The first step was to create a map displaying the change between 2011 and 2012 for Dane County using ArcMap. I added a field to the attribute table and subtracted the 2012 foreclosure value from the 2011 value for each tract. The result was displayed using standard deviation classification (Fig. 4).
(Fig. 3) Display of locations of selected Census tracts 114.01, 122.01, and 31. |
The next step the instructions was to calculate the Z-Score for 3 select tracts in the data (Fig. 3). I utilized ArcMap to extract the Mean and the Standard Deviation for both years of data. I then extracted the values for the specific tracts from both years and input all of the values in Microsoft Excel. The Z-score was then calculated using Excel (Fig. 5).
Results
(Fig. 3) Display of the foreclosure change between 2011-2012 by Census Tract in Dane County. |
(Fig. 4) Excel spreadsheet with the Z-Score calculation data and results. |
(Fig. 5) Display of 2011 foreclosures by standard deviation classification. |
(Fig. 6) Display of 2012 foreclosures by standard deviation classification. |
Finally I will answer the following question:
If these patterns for 2012 hold next year in Dane County, based on this Data what number of foreclosures for all of Dane County will be exceeded 70% of the time? Exceeded only 20% of the time?Foreclosures with a Z-Score greater than a -.52 will be exceeded 70% of the time. This equates to 70% of the time the foreclosures for a given tract will exceed approximately 7.
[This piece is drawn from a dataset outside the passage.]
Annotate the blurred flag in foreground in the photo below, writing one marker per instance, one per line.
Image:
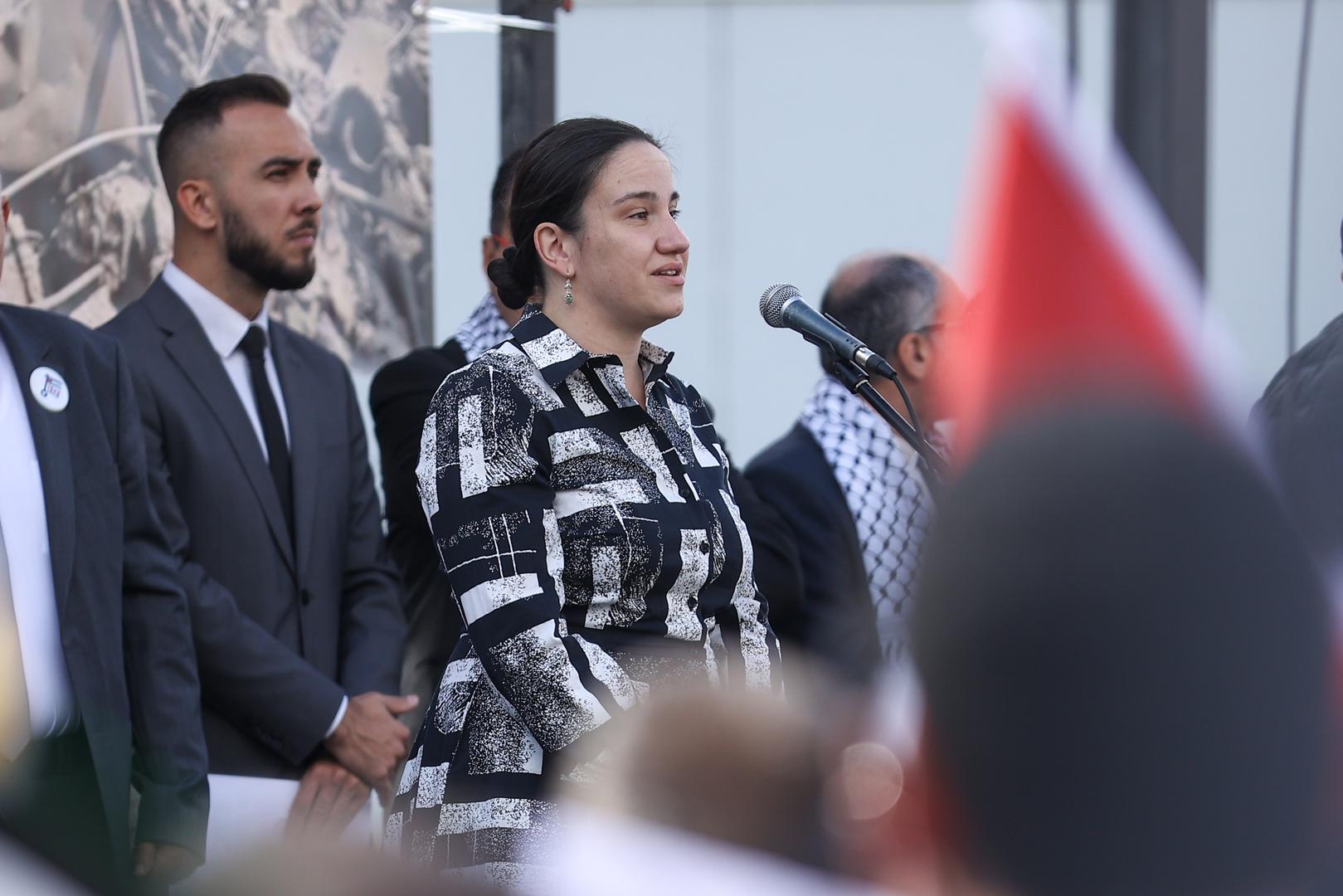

Foreclosures with a Z-Score greater than .84 will be exceeded 20% of the time. This equates to 20% of the time the foreclosures for a given tract will exceed approximately 20.
Conclusion
A pattern of higher foreclosures seems to fall outside of the downtown/capital area of Dane county. While more information is need to fully analyze why this pattern is being displayed I have my own assumptions. There was a significant housing market crash around these years due to a dwindling economy. People whom moved from the inner city to more posh suburbs bought houses which they could no longer afford when they lost their jobs. Thus many homes went into foreclosure in these areas. Again, this is merely a guess and more research would be required to verify that claim.
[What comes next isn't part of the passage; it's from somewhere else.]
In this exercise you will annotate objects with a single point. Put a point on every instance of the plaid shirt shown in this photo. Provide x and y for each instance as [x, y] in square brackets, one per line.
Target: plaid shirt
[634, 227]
Analyzing the change between years doesn't give you the full picture of what is going on with the data. Calculating the Z-Scores or creating a standard deviation classified map provides additional information which is critical when attempting to interpret data. Like in the case of the central most northern Tract in Dane county which showed a decrease in foreclosures but still was above the average for the county. The observation tells you there is more to investigate in the area to gain a full understanding of what is going on. These observations combine with further data from more recent years would be very beneficial to many government agencies in Dane County.